In my opinion, Wilsonart Classic is the best laminate all around, but there are other brands that can tend to specific needs better.

hope this helps, now I have a fish to eat.....


----------



## Glasshousebltr (Feb 9, 2004)

You alaskans eat a lot of fish. uh?

Bob


----------



## tuman84 (Dec 31, 2003)

*moo*

Yes, the fuzzy one has spoken.

I agree, a lot of manufacturers have a good series and a bad one, almost everyone does actually.

But the bad range about $0.60-80/sq.ft and are usually imported from Asia and have thickness of 8.1 or 8.2 or . something, *cough* Shaw *cough*

I dont have anything against Pergo, except that it kinda pisses me off when customers call every type of laminate Pergo, its like calling every TV in Best Buy a Sony.

I find Kronotex, Classen, & Meyer (they no longer carry the series i used to buy, but still) among the best and much cheaper, when comparing to similar warranty, and ware rating products as Armstrong, Wilson Arts, and Pergo produces.
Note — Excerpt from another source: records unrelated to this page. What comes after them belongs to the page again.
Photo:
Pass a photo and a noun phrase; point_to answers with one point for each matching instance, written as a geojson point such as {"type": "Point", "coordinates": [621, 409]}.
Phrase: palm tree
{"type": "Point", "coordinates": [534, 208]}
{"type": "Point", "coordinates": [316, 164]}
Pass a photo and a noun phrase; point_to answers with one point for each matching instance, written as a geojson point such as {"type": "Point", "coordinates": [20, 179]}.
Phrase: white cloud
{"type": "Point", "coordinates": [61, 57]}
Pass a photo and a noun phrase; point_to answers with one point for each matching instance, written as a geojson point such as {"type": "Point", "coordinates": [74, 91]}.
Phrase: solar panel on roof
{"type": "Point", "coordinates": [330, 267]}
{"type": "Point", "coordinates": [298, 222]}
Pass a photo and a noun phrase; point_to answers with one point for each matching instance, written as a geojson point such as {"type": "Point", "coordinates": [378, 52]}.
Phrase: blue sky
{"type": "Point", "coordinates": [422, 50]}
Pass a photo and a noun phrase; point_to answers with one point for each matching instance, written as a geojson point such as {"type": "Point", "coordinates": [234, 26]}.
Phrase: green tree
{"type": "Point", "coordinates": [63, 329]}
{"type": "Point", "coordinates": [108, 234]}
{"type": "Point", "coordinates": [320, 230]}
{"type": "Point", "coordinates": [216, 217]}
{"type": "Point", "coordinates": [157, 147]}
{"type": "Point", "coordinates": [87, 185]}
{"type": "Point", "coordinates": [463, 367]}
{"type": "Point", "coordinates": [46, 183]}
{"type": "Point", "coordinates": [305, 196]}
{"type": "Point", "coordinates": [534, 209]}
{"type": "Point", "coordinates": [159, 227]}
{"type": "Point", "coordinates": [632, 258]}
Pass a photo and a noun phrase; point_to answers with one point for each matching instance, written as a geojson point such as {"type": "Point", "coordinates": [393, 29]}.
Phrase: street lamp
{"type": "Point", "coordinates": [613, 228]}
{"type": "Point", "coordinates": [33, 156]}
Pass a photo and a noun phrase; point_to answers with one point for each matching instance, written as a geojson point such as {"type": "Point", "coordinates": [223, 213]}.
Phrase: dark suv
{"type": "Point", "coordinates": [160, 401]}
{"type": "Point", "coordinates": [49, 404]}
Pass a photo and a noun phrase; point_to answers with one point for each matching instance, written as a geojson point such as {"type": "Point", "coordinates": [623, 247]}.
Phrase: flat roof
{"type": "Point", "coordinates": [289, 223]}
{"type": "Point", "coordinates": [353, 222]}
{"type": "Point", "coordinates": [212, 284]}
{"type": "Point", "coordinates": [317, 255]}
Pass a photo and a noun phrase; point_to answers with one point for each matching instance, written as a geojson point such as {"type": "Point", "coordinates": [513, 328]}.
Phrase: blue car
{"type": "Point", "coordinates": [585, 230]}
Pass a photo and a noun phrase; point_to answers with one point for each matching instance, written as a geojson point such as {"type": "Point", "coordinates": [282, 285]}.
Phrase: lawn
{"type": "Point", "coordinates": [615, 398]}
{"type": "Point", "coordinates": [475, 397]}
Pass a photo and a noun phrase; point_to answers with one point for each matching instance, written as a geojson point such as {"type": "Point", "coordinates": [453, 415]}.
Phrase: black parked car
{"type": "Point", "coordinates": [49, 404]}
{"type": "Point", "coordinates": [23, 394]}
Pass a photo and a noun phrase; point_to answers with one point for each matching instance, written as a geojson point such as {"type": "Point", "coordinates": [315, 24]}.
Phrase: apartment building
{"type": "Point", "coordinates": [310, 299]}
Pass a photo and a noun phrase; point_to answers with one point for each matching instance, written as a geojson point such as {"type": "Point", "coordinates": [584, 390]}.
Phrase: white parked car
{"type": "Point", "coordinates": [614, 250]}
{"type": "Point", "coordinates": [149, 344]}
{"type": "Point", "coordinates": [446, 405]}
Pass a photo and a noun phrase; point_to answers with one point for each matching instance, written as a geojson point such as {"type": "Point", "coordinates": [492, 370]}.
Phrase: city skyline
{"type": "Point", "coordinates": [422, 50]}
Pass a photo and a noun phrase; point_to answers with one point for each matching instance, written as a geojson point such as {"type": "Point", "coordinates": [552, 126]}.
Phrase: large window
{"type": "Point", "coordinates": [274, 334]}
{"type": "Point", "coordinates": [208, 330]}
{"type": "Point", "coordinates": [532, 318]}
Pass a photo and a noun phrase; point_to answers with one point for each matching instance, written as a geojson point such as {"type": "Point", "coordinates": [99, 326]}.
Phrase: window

Most of the good stuff is made in Germany, and I usually wont even look at any thing made in Asia unless the customer has their mind set only on that product/color.

Moo


----------



## Floorwizard (Sep 24, 2003)

Yes we eat alot of fish of course. You would too, if you saw some premium 40 lb and up King Salmon floppin around the river next to your house.
Catch a few of those and your all set for the winter.

I too dislike it when clients call all lam Pergo.
Asia should stick to making area rugs.

The Swedish really know what's going on in the flooring industry. If you have ever been in that part of the world, they love Linoleum, Lam and Hardwood. They are into flooring that is natural, and I don't blame em a bit.

Classen is a great floor to save money, but I have always been suprised by how big their warranties are. They just may go the same route as Formica and be out of business if they can't live up to them.


----------



## neolitic (Apr 20, 2006)

If you want to get your post count up
please add to current threads, okay?
What does a Genfut do?


----------